To investigate whether it is necessary to protect the epitope during modification, we produced an antigen, denoted H1+9+sol, by PEGylating H1+9 in solution in the absence of Medi8852* (SI Appendix, Fig. S3A). H1+9+sol has a slightly higher molecular weight than H1+9+PEG as determined by SDS/PAGE analysis (SI Appendix, Fig. S3B), suggesting that additional PEGylation occurs in the absence of the mAb. The CD spectra of H1+9+sol and H1+9+PEG differ (SI Appendix, Fig. S3C). H1+9+sol melts at a lower temperature than H1+9+PEG, with an apparent pretransition, as determined by calorimetry (SI Appendix, Fig. S3D). Thus, H1+9+sol appears to exhibit a notable conformational change compared with H1+9+PEG. It remains to be determined if the main role of MEDI8852* during PMD is to protect a lysine on the edge of MEDI8852's epitope from modification and/or to preserve the structure of the protein during modification.

H1+9+PEG Maintains Stem Antigenicity and Decreases Head Antigenicity.

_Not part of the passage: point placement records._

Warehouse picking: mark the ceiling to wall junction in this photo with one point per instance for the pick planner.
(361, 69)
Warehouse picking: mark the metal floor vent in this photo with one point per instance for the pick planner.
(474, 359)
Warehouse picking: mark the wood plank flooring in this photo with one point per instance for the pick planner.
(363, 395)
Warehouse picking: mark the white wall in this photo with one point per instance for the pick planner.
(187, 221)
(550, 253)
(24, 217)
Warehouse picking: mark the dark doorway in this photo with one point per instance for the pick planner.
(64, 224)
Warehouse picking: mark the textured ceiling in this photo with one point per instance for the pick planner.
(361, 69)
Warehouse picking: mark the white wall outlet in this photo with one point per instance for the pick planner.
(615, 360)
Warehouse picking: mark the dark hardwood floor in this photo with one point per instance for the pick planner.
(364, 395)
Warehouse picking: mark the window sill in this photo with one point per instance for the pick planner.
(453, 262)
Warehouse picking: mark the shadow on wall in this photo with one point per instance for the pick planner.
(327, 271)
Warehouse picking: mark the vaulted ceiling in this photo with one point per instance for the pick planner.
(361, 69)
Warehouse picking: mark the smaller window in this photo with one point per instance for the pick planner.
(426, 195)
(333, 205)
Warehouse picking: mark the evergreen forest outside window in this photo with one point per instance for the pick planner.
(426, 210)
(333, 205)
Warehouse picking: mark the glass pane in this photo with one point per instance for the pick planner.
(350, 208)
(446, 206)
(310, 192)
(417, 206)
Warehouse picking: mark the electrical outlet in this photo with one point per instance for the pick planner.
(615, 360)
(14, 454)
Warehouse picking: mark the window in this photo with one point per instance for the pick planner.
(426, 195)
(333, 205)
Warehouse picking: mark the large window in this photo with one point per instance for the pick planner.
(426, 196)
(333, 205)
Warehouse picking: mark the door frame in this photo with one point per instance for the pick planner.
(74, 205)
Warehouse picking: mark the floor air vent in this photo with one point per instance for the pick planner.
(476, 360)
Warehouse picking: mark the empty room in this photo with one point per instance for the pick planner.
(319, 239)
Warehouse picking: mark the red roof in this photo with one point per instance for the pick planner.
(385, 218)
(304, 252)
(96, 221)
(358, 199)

To determine whether the PMD protocol couldmaintain stem antigenicity and decrease head antigenicity, we used BLI to compare Ab binding to a set of six human mAbs, including three targeting the head and three targeting the stem (Fig. 3C). All six Abs bound to H1 WT (Fig. 3C, Left). Stem-directed Abs retained their binding after lysine substitution (H1+9) and after PEGylation (H1+9+PEG) (Fig. 3C, Right, blue). This demonstrates that the conformation of the HA stem is retained in the case of H1+9+PEG.

In contrast, head-directed Ab binding decreased after lysine substitutions (H1+9) and was further reduced after PEGylation (H1+9+PEG) (Fig. 3C, red). Notably, H1+9+PEG showed reduced but not ablated binding to the head Ab H2897, indicating the presence of an antigenic hole (as defined above) in the head of H1+9+PEG.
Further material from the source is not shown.